ACEH

Rabu, 20 Mei 2020 - 03:30 WIB

2 minggu yang lalu

logo

Pemerintah Aceh Segera Reposisi APBA 2020 Selamatkan Ekonomi Rakyat

AFNEWS.CO.ID – Tingkat kesembuhan pasien Covid-19 di Provinsi Aceh adalah tertinggi secara nasional, dengan persentase mengalahkan kesembuhan di Pulau Jawa. Hal ini menjadikan Aceh peringkat terendah kasus covid-19, sebagaimana disampaikan Ketua Gugus Tugas Percepatan Penanganan Corona, Doni Monardo, melalui telekonferensi, Senin (18/5/2020).

Karena itu, sudah saatnya Pemerintah di Aceh segera mereposisi APBA/APBK tahun 2020 ke posisi semula, guna menyelamatkan ekonomi rakyat yang kian memburuk, pasca diberlakukannya kebijakan refocusing anggaran untuk percepatan penanganan covid-19.

Direktur Eksekutif Aceh Legal Consul (ALC), Muslim A Gani SH, Rabu (20/5/2020) mengatakan, Refocusing Anggaran Pemerintah Daerah untuk percepatan penanganan COVID-19, sudah tidak relevan lagi di Aceh.

“Karena, penanganan Covid-19 di Aceh boleh dikatakan bukan lagi kategori darurat. Hal ini ditandai dengan rendahnya kasus covid-19 di Aceh. Kondisi di Aceh sekarang adalah darurat ekonomi, dan reposisi anggaran adalah suatu hal mendesak yang perlu dilakukan segera oleh pemerintah Aceh,” ujar Muslim A Gani.

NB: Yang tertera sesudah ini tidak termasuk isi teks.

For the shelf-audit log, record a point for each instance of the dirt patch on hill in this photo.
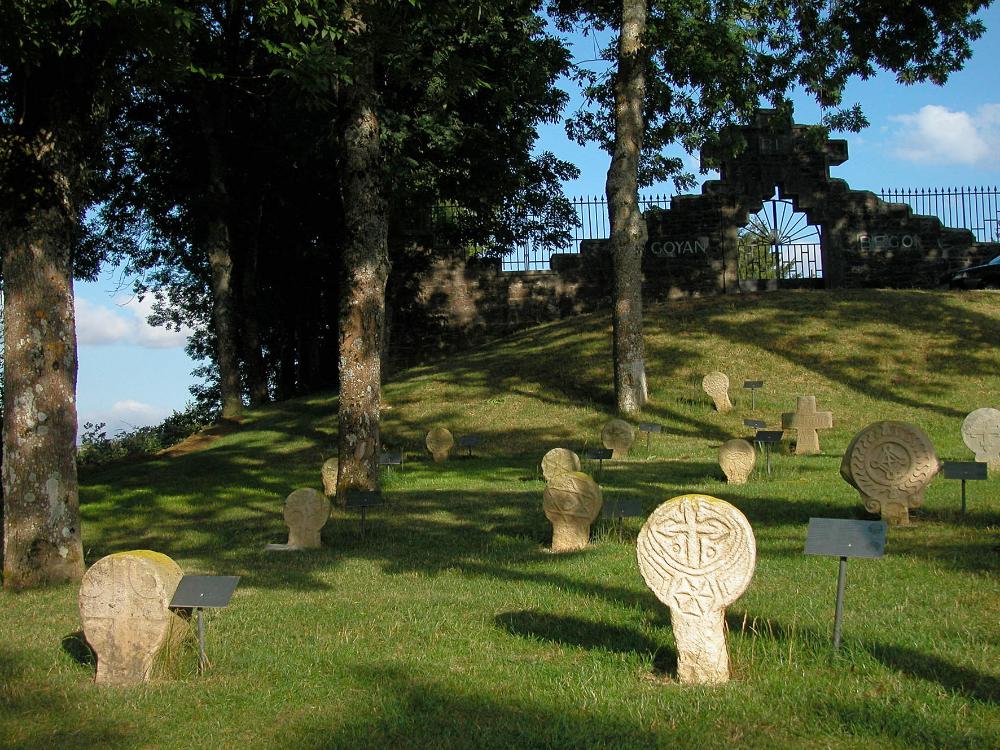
(201, 440)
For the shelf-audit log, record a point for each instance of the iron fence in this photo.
(974, 208)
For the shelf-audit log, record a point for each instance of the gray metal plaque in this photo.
(768, 436)
(391, 458)
(204, 591)
(629, 508)
(838, 537)
(363, 498)
(964, 470)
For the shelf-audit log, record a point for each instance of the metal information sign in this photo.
(598, 454)
(964, 470)
(752, 386)
(844, 538)
(199, 593)
(363, 499)
(469, 442)
(649, 428)
(767, 438)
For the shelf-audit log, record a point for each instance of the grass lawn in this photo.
(450, 625)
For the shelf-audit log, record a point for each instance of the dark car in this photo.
(986, 276)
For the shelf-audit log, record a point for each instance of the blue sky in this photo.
(920, 136)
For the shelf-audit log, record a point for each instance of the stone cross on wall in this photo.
(806, 421)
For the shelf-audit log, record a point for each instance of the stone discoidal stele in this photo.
(737, 458)
(439, 442)
(716, 385)
(618, 436)
(697, 553)
(306, 512)
(330, 469)
(571, 502)
(559, 461)
(123, 607)
(890, 464)
(981, 434)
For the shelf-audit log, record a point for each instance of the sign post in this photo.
(835, 537)
(964, 470)
(199, 593)
(752, 386)
(598, 454)
(363, 499)
(649, 429)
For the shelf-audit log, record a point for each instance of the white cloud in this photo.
(936, 135)
(125, 323)
(125, 415)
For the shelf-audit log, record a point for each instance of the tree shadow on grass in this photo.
(587, 634)
(428, 711)
(965, 681)
(36, 714)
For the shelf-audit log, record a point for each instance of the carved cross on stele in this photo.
(697, 538)
(806, 420)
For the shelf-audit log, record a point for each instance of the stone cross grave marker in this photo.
(618, 436)
(806, 421)
(306, 512)
(439, 442)
(559, 461)
(571, 502)
(329, 472)
(716, 385)
(737, 458)
(890, 464)
(697, 553)
(981, 433)
(123, 606)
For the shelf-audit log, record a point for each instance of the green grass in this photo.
(451, 626)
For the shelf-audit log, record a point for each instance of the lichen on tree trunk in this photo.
(41, 506)
(628, 229)
(366, 269)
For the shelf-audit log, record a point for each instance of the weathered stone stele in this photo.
(439, 442)
(306, 512)
(618, 436)
(806, 421)
(123, 606)
(981, 433)
(329, 472)
(716, 385)
(571, 502)
(559, 461)
(737, 458)
(890, 464)
(697, 553)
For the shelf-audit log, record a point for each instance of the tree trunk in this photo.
(41, 504)
(253, 354)
(628, 229)
(366, 269)
(218, 247)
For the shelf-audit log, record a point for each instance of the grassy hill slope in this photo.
(450, 625)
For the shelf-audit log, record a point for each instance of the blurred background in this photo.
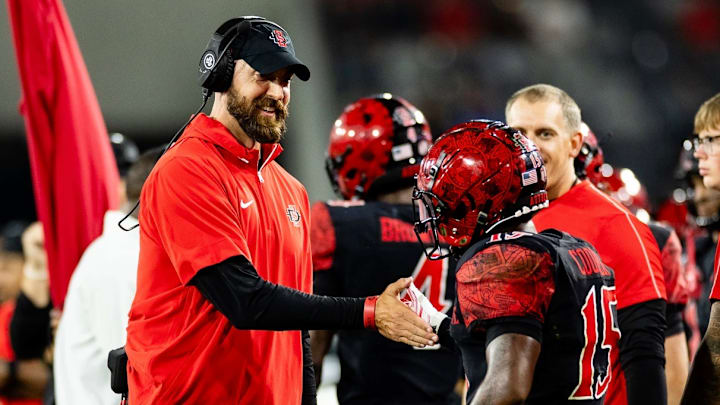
(638, 69)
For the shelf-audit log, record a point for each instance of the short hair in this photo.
(540, 91)
(139, 171)
(708, 115)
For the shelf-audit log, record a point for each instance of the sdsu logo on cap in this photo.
(278, 37)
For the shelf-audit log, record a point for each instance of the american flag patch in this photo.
(529, 177)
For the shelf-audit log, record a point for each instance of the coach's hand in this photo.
(397, 322)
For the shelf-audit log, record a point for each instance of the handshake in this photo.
(403, 314)
(421, 306)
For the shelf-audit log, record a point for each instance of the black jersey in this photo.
(552, 287)
(358, 249)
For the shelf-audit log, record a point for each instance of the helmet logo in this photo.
(529, 177)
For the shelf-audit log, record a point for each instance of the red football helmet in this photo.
(590, 158)
(622, 184)
(375, 146)
(477, 176)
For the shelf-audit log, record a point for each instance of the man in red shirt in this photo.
(225, 274)
(551, 118)
(703, 386)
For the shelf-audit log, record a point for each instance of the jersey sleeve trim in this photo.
(637, 236)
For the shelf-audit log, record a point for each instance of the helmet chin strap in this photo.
(520, 212)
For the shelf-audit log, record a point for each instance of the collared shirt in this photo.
(208, 199)
(95, 315)
(624, 243)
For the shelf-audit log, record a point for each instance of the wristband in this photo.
(369, 312)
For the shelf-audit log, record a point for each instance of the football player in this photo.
(534, 315)
(366, 239)
(703, 386)
(621, 184)
(551, 118)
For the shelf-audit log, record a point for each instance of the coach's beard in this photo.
(258, 127)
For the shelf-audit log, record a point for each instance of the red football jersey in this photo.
(209, 199)
(624, 243)
(715, 292)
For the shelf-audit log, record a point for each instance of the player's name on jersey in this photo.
(589, 263)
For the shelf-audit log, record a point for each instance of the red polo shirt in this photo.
(624, 243)
(205, 201)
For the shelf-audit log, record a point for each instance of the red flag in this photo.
(74, 174)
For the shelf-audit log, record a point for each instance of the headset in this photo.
(217, 63)
(216, 71)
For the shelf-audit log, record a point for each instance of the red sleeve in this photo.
(715, 292)
(676, 284)
(505, 280)
(322, 237)
(194, 219)
(628, 247)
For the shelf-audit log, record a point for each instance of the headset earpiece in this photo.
(217, 64)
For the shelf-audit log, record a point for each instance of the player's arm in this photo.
(504, 292)
(677, 361)
(326, 278)
(642, 352)
(703, 385)
(234, 287)
(320, 345)
(309, 386)
(511, 362)
(677, 364)
(640, 288)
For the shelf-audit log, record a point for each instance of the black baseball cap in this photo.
(267, 47)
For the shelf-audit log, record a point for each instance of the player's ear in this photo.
(575, 143)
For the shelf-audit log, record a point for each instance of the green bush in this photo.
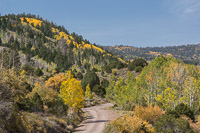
(136, 63)
(38, 72)
(37, 103)
(138, 69)
(130, 106)
(183, 109)
(170, 124)
(120, 65)
(79, 75)
(99, 90)
(90, 78)
(107, 69)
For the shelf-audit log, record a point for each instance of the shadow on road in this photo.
(98, 121)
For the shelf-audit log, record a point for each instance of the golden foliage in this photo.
(47, 94)
(88, 92)
(150, 113)
(71, 92)
(131, 124)
(56, 81)
(32, 20)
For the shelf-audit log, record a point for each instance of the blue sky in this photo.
(137, 23)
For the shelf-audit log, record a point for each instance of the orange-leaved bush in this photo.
(149, 113)
(129, 124)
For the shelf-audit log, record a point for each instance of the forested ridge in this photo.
(47, 75)
(188, 53)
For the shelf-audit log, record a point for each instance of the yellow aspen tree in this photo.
(88, 92)
(72, 94)
(55, 81)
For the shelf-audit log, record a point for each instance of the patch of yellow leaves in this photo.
(32, 20)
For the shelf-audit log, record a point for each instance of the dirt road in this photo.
(97, 118)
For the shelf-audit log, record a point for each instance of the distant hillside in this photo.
(188, 53)
(43, 44)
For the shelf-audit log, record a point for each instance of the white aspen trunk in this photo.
(2, 56)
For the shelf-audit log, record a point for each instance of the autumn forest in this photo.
(49, 76)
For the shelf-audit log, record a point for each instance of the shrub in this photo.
(90, 78)
(99, 90)
(104, 83)
(120, 65)
(136, 63)
(130, 106)
(150, 113)
(138, 69)
(37, 103)
(107, 69)
(128, 124)
(38, 72)
(183, 109)
(170, 124)
(28, 68)
(79, 75)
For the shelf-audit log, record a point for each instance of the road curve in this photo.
(98, 116)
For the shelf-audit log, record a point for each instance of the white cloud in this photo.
(185, 7)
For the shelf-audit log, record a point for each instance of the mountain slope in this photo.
(187, 53)
(43, 44)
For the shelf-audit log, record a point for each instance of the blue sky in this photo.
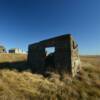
(27, 21)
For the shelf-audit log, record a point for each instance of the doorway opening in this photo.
(50, 58)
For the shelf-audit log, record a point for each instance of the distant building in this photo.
(2, 49)
(15, 50)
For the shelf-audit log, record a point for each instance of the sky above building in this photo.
(23, 22)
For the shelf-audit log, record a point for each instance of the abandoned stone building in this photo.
(2, 49)
(64, 58)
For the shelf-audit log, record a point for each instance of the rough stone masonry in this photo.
(66, 56)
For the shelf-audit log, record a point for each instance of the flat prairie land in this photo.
(24, 85)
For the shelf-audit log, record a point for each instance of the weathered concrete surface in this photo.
(66, 56)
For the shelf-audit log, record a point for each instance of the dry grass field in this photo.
(24, 85)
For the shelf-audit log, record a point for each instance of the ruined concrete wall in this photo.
(65, 57)
(75, 60)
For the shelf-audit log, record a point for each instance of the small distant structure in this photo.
(15, 50)
(2, 49)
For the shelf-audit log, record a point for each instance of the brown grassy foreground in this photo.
(16, 85)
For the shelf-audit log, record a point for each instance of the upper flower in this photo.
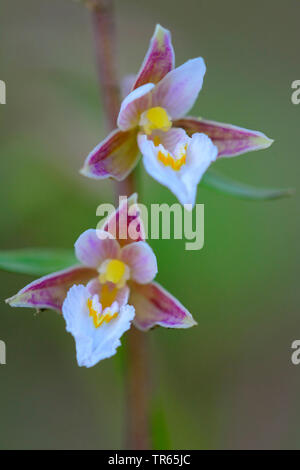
(94, 296)
(177, 151)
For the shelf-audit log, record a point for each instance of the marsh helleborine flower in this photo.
(176, 150)
(93, 297)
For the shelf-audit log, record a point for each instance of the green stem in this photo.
(137, 432)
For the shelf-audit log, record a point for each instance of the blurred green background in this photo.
(228, 383)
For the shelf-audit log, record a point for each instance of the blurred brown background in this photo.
(229, 383)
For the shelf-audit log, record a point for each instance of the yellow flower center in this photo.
(114, 271)
(155, 119)
(175, 163)
(100, 318)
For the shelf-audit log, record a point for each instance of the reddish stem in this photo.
(137, 434)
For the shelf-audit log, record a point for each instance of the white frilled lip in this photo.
(200, 153)
(93, 344)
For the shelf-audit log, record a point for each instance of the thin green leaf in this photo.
(159, 428)
(226, 185)
(37, 262)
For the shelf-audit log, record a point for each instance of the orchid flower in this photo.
(93, 297)
(176, 150)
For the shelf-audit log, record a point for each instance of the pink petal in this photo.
(95, 287)
(133, 106)
(178, 90)
(141, 260)
(127, 83)
(155, 306)
(126, 222)
(159, 59)
(50, 291)
(115, 157)
(230, 140)
(93, 247)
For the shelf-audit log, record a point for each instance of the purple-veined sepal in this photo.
(50, 291)
(156, 306)
(231, 140)
(114, 157)
(159, 60)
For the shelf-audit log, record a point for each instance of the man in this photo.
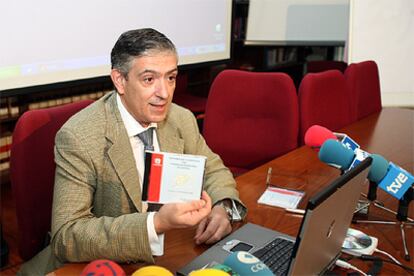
(99, 153)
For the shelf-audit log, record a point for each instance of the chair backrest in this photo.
(317, 66)
(32, 172)
(251, 118)
(323, 100)
(183, 97)
(364, 88)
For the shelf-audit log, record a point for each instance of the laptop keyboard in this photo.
(276, 255)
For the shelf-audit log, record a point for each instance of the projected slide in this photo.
(50, 41)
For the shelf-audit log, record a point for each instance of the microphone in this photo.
(394, 180)
(152, 270)
(389, 177)
(103, 267)
(336, 155)
(245, 264)
(377, 172)
(216, 270)
(316, 135)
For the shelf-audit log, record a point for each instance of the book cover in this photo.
(172, 177)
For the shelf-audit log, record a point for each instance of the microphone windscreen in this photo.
(379, 168)
(244, 263)
(316, 135)
(103, 267)
(335, 153)
(209, 272)
(152, 270)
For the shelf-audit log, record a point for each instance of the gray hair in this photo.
(136, 43)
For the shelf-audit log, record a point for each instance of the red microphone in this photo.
(103, 267)
(316, 135)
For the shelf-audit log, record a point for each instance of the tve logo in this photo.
(397, 181)
(360, 155)
(349, 143)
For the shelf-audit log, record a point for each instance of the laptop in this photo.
(318, 245)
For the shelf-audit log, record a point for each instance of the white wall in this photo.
(383, 31)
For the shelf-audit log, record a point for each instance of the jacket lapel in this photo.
(168, 138)
(120, 152)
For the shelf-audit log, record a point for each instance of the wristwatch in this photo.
(229, 211)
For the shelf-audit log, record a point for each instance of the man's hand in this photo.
(182, 215)
(214, 227)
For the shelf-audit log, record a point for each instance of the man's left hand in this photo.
(214, 227)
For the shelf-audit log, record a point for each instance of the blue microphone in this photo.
(246, 264)
(377, 172)
(338, 155)
(389, 177)
(393, 179)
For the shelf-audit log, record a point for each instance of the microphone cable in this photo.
(392, 261)
(346, 265)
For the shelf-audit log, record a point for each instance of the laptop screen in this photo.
(326, 221)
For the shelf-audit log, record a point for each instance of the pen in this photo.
(296, 211)
(269, 175)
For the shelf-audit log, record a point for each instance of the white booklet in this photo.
(172, 177)
(281, 197)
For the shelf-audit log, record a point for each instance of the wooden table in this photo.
(389, 133)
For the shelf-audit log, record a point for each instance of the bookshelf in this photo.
(281, 58)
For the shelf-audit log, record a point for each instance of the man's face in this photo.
(148, 90)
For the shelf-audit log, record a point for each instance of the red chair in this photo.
(317, 66)
(251, 118)
(32, 172)
(182, 97)
(364, 87)
(323, 100)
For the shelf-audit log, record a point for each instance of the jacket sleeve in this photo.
(78, 235)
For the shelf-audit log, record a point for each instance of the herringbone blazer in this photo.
(97, 196)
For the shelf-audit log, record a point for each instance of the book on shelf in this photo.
(172, 177)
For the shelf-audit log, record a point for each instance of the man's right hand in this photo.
(182, 215)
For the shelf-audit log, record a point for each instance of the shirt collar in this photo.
(132, 126)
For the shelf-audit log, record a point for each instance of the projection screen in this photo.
(52, 41)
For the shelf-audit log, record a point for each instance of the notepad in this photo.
(281, 197)
(172, 177)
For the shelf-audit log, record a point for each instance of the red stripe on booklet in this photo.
(284, 191)
(155, 177)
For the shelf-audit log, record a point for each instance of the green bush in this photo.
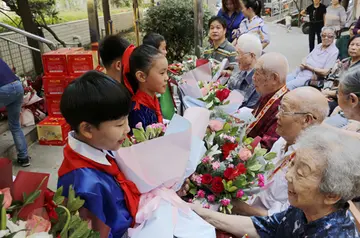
(174, 19)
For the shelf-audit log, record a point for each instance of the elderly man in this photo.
(318, 63)
(319, 186)
(298, 110)
(270, 82)
(249, 49)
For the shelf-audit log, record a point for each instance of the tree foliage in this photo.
(43, 12)
(174, 19)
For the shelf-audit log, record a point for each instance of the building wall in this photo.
(20, 57)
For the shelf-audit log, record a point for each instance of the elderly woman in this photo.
(319, 186)
(249, 50)
(349, 98)
(318, 63)
(231, 12)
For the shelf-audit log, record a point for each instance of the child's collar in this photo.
(88, 151)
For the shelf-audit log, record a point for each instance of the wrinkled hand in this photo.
(184, 188)
(226, 73)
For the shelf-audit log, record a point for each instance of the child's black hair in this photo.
(221, 20)
(256, 5)
(141, 60)
(112, 48)
(153, 39)
(94, 98)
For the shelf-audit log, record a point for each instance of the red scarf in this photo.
(146, 100)
(126, 67)
(73, 161)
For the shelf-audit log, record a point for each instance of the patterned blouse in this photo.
(292, 223)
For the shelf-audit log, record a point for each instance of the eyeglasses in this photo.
(282, 112)
(327, 36)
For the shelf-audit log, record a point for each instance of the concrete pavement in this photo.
(294, 46)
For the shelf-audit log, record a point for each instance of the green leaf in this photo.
(269, 167)
(58, 198)
(193, 191)
(232, 189)
(139, 135)
(270, 156)
(74, 203)
(255, 167)
(260, 151)
(81, 231)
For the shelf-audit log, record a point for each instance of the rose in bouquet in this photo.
(29, 209)
(231, 168)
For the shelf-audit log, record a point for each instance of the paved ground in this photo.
(293, 45)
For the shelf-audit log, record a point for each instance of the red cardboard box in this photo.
(54, 85)
(53, 105)
(80, 62)
(53, 131)
(55, 62)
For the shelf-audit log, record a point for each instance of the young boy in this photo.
(220, 47)
(115, 54)
(97, 108)
(288, 22)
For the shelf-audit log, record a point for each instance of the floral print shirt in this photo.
(292, 223)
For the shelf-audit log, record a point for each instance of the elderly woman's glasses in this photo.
(282, 112)
(327, 36)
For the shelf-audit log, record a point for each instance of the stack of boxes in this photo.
(61, 67)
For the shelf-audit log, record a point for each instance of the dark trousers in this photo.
(314, 30)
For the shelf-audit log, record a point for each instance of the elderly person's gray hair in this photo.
(250, 43)
(276, 63)
(328, 28)
(350, 81)
(341, 156)
(312, 101)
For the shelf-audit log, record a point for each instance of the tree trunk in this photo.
(107, 16)
(30, 26)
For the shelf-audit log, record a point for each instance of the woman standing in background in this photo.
(231, 12)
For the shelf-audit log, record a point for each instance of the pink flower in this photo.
(201, 194)
(245, 154)
(7, 197)
(216, 165)
(261, 180)
(206, 206)
(211, 198)
(37, 224)
(139, 125)
(240, 193)
(204, 91)
(197, 179)
(206, 160)
(216, 125)
(225, 202)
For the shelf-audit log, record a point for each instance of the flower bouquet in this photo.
(159, 167)
(29, 209)
(232, 167)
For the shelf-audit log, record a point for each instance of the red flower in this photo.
(217, 186)
(206, 179)
(228, 172)
(50, 205)
(223, 94)
(239, 170)
(227, 148)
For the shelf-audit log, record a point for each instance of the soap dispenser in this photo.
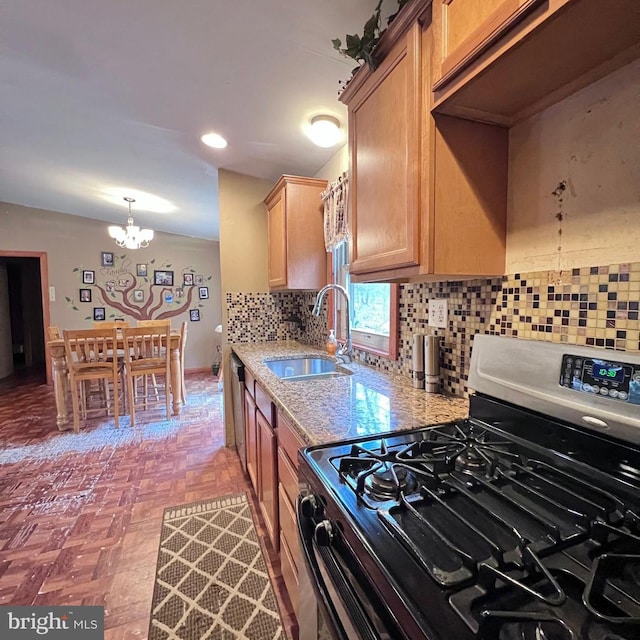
(332, 343)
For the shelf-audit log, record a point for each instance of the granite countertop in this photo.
(369, 401)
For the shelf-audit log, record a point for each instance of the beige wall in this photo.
(243, 231)
(337, 164)
(243, 253)
(74, 244)
(592, 142)
(6, 355)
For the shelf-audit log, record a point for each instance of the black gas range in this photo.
(522, 521)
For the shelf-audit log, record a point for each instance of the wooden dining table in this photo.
(64, 417)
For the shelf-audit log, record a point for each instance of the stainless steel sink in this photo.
(306, 368)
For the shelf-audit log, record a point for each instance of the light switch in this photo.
(438, 313)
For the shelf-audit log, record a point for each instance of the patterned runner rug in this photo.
(211, 579)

Dikatakannya, ekonomi rakyat Aceh akan terus memburuk jika pemerintah terus mempertahankan Perppu RI Nomor 1 THN 2020 Tentang Kebijakan Keuangan Negara dan Stabilitas Sistem Keuangan untuk Penanganan Pandemi Coronavirus Disease 2019 (Covid-19).

Meskipun tidak bisa dipungkiri, Perppu No. 1 Tahun 2020 kedepan perlu  diberlakukan kembali, mungkin dengan  pertimbangan frekwensi Pandemi Coronavirus Desease (Covid-19) terus meningkat, kata Muslim.

Menurutnya, darurat ekonomi yang kini mewabah di tengah masyarakat Aceh,  justru disebabkan oleh kebijakan Pemerintah Daerah yang terlalu berlebihan karena didukung oleh aturan-aturan dari Pemerintah Pusat, seperti halnya terkait penggunaan anggaran sebagaimana diatur dalam Perppu Nomor 1 Tahun 2020.

Muslim A Gani menilai Kebijakan Pemerintah yang keliru, telah mengambil alih persoalan kesehatan masyarakat dan menyatakan paramedis sebagai barometer digaris depan, sehingga pemerintah Propinsi dan Kabupaten/Kota melakukan Refocusing untuk penanggulangan Covid – 19 desease .

” Kita setuju dilakukan pembatasan tertentu dan Refocusing anggaran di banyak daerah dengan tingkat pandemi coronavirus terus bertambah. Namun, di sisi lain ada juga daerah tertentu seperti di Aceh, mengalami penurunan yang amat drastis. Nah dengan kondisi seperti ini apakah Perppu No.1 Tahun 2020 harus berlaku secara nasional ?. Atau sebaliknya pemerintah pusat juga harus meninjau kembali pemberlakuan aturan tersebut di daerah yang tingkat paparan covid 19 meningkat. Dengan demikian, daerah-daerah tertentu seperti di Aceh yang tingkat pandemi covid-19 rendah, bisa kembali mengatur keuangan sendiri dengan mengembalikan ke posisi semula  (reposisi) anggaran. Sehingga, ekonomi masyarakat di Aceh kembali tumbuh normal,” ucap Muslim A Gani.

Ditegaskan, Reposisi anggaran sesuai APBA/APBK 2020 di Aceh, harus segera dilakukan sesuai Rancangan program kegiatan yang telah disahkan oleh Pemerintah bersama DPRA / DPRK. Sehingga fungsi pengawasan Dewan sebagai tupoksi nya, dapat kembali berjalan pada masing masing daerah di seluruh Aceh.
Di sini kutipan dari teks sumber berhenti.